Sunday, June 15, 2014

Rent-Seekers Fear Cantor's Loss: The Cantor Effect for Businesses and the G.O.P.

The New York Times reports:
The day after Representative Eric Cantor became the first congressional leader in modern times to lose his seat in a primary, one of the biggest aftershocks occurred not on Capitol Hill or in the sprawling Richmond suburbs he has represented for more than a decade but on the New York Stock Exchange.

The share price of Boeing tumbled, wiping out all the gains it had made this year, a drop analysts attributed to the startling defeat.

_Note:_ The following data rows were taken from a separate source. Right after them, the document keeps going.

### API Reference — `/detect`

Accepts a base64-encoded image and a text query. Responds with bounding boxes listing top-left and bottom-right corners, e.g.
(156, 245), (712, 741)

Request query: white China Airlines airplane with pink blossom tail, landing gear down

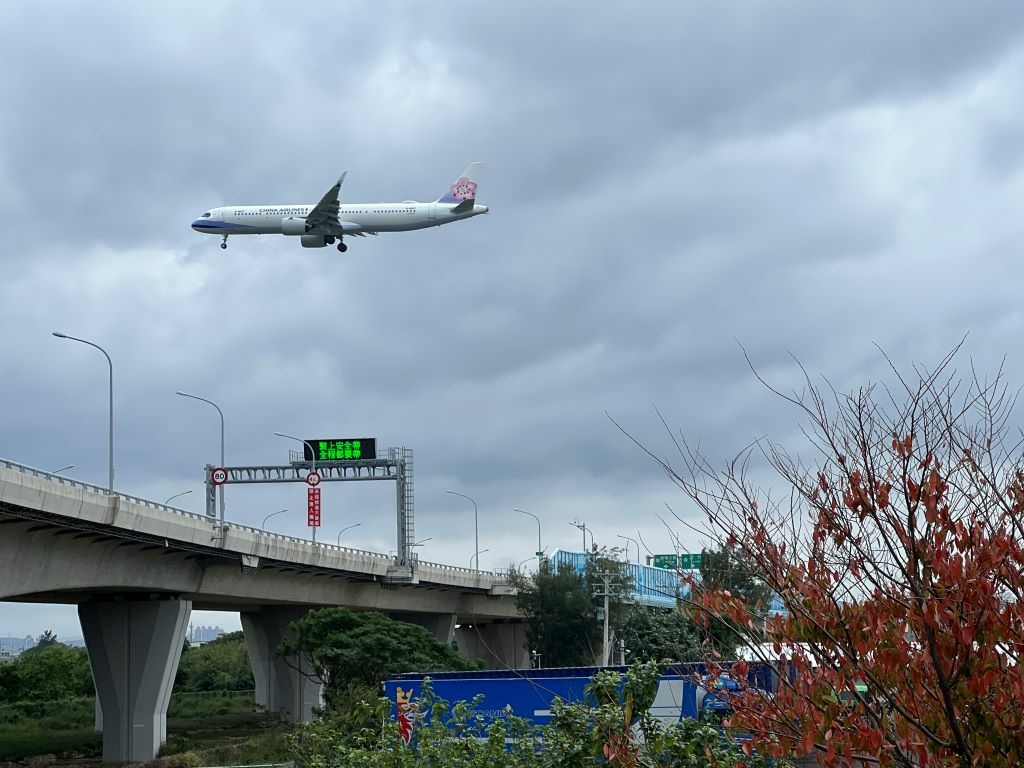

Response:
(191, 163), (488, 253)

While he was often an adversary to both the Tea Party and Democrats in Congress, Mr. Cantor, a Republican and the House majority leader, was also a powerful ally of business big and small, from giants like Boeing to the many independently owned manufacturers and wholesalers that rely on the federal government for financial support.


His loss at the hands of David Brat, a Tea Party-inspired economics professor who campaigned on throwing corrupt Wall Street bankers in jail, railed against crony capitalism and insisted that immigration reform would only reward lawbreakers, spurred business leaders to mobilize to preserve their clout in Congress.
Some people are beginning to question food stamps for big business. No word yet on this story from General Electric's PR guy Erza Klein at General Electric's outlet. Attention Boeing executives: if your business model relies on rent-seeking , stealing money from taxpayers has diminishing returns at some point.